To make the sponge cake as fluffy as can be, start by beating the egg whites until they hold soft peaks. Add the sugar and keep on beating until they hold stiff peaks.
Separately beat the egg yolks until thick, creamy and very pale in color and add some vanilla.
I really feel the need to take a photo of the vanilla and show it to you. It’s Mexican vanilla from Papantla, the place where vanilla originated. Vanilla grown and harvested in Papantla, really blows me away. And just look how pretty the bottle is…
Then pour the egg yolks (look at how thick and pale the egg yolks are after beating them for 4 to 5 minutes, that’s what you want) with that hint of vanilla, onto the egg white mixture.
Gently, with a spatula, in evolving motions, combine the yellow with the white, being careful not to lose much of the volume and fluffiness already achieved.
Once well combined, add the flour and incorporate it in evolving motions.
Pour that batter onto the prepared pan, buttered and lined with parchment paper.
It is a simple cake batter: just egg whites, sugar, egg yolks, vanilla and flour.
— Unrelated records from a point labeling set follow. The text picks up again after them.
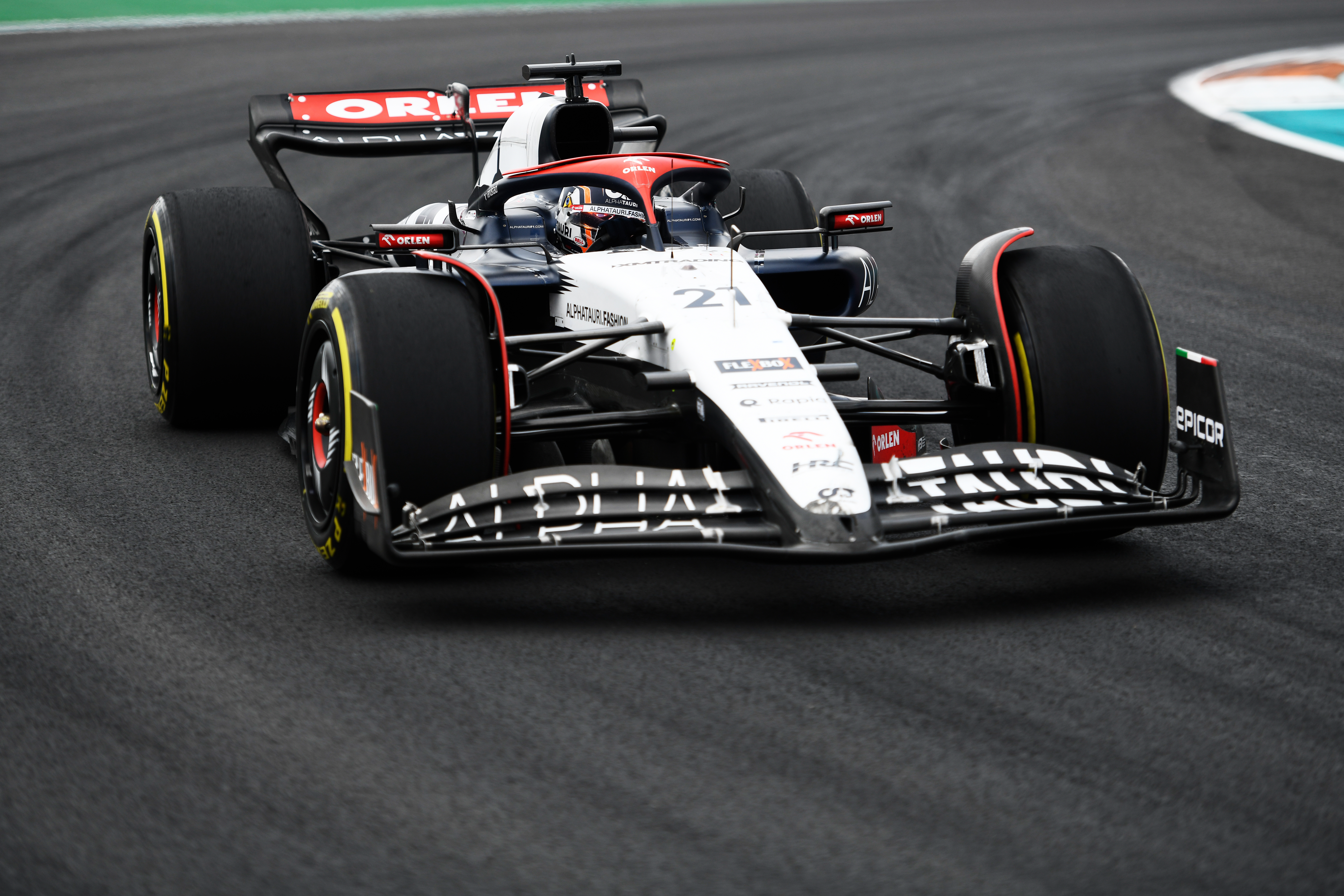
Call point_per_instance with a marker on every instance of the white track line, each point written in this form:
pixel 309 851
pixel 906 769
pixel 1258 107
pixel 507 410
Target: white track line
pixel 1189 89
pixel 113 23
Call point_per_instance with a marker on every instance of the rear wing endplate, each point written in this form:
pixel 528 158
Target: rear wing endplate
pixel 402 123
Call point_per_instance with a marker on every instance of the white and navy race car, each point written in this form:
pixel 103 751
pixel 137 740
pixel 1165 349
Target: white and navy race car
pixel 609 348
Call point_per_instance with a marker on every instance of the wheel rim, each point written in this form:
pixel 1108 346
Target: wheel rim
pixel 322 433
pixel 154 309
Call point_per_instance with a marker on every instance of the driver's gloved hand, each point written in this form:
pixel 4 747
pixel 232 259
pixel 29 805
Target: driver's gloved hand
pixel 619 232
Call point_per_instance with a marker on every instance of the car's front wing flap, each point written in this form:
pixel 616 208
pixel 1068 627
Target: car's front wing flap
pixel 924 503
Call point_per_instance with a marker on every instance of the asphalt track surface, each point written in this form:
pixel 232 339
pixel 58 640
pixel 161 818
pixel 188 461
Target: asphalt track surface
pixel 190 702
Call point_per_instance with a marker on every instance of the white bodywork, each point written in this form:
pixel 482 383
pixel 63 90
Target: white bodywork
pixel 717 318
pixel 781 409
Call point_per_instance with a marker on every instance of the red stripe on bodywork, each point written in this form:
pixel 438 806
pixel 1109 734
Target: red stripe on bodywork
pixel 1003 328
pixel 499 328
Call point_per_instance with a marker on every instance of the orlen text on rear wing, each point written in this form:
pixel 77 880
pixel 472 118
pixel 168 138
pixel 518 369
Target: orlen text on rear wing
pixel 402 123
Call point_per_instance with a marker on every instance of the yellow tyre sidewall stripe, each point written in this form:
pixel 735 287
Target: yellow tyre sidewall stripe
pixel 345 375
pixel 1029 400
pixel 163 267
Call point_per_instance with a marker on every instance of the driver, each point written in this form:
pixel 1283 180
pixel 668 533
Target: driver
pixel 593 220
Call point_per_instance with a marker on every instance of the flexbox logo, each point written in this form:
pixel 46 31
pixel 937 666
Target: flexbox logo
pixel 757 365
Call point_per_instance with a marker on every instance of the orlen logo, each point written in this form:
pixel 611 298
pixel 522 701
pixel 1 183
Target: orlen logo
pixel 1203 428
pixel 862 220
pixel 757 365
pixel 892 441
pixel 406 107
pixel 638 164
pixel 410 241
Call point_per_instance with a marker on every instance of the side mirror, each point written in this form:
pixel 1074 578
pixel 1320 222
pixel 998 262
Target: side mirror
pixel 463 101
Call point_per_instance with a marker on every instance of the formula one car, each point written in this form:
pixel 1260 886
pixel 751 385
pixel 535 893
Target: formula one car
pixel 616 350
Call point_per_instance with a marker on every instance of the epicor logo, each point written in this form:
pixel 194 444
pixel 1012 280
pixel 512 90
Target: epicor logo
pixel 1203 428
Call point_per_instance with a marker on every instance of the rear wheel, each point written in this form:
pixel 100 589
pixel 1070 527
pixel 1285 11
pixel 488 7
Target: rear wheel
pixel 1091 365
pixel 226 280
pixel 417 347
pixel 775 201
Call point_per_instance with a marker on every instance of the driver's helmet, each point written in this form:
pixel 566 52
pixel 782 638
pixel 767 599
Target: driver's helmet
pixel 596 218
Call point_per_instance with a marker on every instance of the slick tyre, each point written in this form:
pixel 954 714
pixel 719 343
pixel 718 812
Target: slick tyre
pixel 416 346
pixel 1092 371
pixel 775 201
pixel 228 277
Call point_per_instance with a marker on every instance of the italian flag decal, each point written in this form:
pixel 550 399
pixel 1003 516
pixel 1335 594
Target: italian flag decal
pixel 1197 358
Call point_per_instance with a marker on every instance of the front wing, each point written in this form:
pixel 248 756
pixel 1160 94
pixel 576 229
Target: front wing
pixel 925 503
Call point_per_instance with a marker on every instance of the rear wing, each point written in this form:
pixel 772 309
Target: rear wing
pixel 404 123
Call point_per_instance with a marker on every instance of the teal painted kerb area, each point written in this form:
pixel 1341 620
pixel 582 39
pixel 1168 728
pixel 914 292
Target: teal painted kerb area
pixel 1320 124
pixel 49 10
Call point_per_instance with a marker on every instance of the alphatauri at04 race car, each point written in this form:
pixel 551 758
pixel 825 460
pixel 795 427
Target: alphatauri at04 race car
pixel 616 350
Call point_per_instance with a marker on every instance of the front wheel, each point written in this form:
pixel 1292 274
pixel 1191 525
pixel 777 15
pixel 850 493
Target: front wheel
pixel 417 347
pixel 1091 365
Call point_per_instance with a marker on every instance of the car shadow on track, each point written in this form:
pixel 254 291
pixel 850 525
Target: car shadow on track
pixel 1007 580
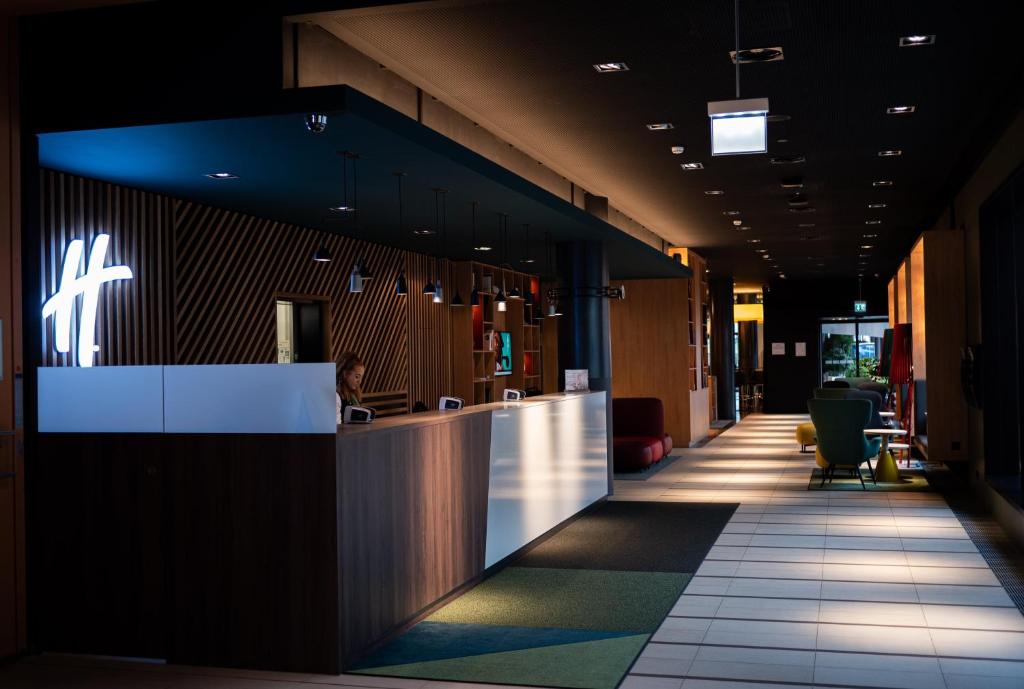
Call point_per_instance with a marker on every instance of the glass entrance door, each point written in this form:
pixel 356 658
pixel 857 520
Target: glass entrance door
pixel 851 347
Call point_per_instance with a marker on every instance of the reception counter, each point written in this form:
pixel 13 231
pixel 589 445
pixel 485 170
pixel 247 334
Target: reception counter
pixel 294 549
pixel 429 501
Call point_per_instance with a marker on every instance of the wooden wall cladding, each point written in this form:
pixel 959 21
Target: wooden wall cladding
pixel 135 323
pixel 206 282
pixel 649 349
pixel 199 549
pixel 430 350
pixel 400 549
pixel 230 267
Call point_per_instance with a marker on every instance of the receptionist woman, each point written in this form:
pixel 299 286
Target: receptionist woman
pixel 350 372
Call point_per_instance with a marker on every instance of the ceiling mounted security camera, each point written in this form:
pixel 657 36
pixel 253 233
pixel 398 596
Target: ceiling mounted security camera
pixel 316 122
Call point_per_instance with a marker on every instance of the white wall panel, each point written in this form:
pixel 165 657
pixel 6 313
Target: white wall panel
pixel 250 398
pixel 548 462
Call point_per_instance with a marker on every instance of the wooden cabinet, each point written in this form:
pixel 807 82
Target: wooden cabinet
pixel 478 380
pixel 928 292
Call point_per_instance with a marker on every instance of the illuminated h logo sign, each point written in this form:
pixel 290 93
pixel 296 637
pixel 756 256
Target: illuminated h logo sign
pixel 61 304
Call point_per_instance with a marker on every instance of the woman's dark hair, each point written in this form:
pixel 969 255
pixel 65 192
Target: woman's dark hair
pixel 347 362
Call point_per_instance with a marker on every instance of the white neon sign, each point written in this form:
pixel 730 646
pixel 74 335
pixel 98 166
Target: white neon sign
pixel 61 304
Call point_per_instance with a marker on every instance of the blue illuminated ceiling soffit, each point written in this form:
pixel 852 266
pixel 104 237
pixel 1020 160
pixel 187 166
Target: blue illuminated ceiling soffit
pixel 287 173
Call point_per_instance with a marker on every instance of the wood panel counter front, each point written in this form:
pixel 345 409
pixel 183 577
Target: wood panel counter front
pixel 429 501
pixel 294 552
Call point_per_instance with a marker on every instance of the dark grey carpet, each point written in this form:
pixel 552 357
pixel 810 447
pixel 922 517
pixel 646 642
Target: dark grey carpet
pixel 635 536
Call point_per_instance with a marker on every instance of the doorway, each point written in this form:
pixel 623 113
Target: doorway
pixel 302 331
pixel 850 347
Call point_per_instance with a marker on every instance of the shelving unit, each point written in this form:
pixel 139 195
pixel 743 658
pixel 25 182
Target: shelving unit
pixel 477 382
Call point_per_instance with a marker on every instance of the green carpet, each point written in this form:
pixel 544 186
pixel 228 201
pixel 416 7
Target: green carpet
pixel 581 599
pixel 574 611
pixel 591 664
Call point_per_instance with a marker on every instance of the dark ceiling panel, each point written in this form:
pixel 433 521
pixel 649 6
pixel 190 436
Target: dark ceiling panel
pixel 289 174
pixel 524 68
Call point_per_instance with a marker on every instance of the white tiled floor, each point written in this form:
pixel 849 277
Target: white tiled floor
pixel 824 588
pixel 804 589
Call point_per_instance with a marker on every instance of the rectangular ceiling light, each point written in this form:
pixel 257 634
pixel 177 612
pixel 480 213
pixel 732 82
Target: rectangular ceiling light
pixel 738 126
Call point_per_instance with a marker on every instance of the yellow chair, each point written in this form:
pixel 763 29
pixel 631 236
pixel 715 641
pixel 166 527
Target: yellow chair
pixel 806 436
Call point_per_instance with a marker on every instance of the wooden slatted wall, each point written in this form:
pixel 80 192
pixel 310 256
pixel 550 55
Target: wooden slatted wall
pixel 206 283
pixel 430 351
pixel 230 268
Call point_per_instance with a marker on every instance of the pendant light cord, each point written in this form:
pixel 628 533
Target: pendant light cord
pixel 737 47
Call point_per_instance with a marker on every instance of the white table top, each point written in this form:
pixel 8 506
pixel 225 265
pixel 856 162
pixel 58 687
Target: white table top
pixel 885 431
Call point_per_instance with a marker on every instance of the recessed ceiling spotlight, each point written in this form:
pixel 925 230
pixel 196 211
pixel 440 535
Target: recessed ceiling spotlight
pixel 915 40
pixel 758 55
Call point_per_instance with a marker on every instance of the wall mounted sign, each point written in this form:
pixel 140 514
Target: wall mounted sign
pixel 61 304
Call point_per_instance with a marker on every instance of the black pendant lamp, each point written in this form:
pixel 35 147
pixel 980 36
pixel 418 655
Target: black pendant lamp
pixel 400 285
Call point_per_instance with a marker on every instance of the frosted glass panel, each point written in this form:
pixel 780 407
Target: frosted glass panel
pixel 100 399
pixel 548 462
pixel 250 398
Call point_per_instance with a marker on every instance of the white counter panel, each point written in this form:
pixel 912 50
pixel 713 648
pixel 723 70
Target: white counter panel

But it turns out fluffy, homey and spongy because of the way these ingredients are used.
Into the oven for about 25 minutes, until the cake has a nice tanned crust, it is spongy to the touch and a toothpick comes out clean.
After you get the cake out of the oven, invert it onto a plate and poke all over with a fork, or two forks. You want to help the cake find ways to absorb the sauce you are about to make.
There goes the condensed milk and the evaporated milk into the regular milk, and a bit more vanilla.
Some modern versions of the cake add other kinds of flavors into the sauce, like chocolate, cajeta (Mexican goat’s milk version of dulce de leche) or Rompope (Mexican eggnog). If you like a hint of alcohol in your desserts, go ahead and pour in some Rum or Kahlua.
Pour all the sauce on top…
Though not all versions of the cake have whipped cream on top I think it is of the most absolute necessity. Life or death. NEED it. Spoon it. Spread it.
The cake tastes much better when it has had a chance to soak in all of that sauce and when it is cold. So it is a good idea to cover it and refrigerate it for at least an hour.
It is simple to eat, simple to see, simple to make. It is a simply unfussy and tasty dessert that is somewhat neutral, so it can take many variations. Of course you can add some fruit on top or in between, fresh strawberries work really nice here, its your choice.
The fluffy yet completely wet cake holds its shape as it gives in to the flavor of the sauce. The whipped cream, as you can see, just needs, needs, needs to go on top. It makes such a nice contrast with the wetness and sweetness of the cake. After you try it, let me know what you think. Whipped cream on top?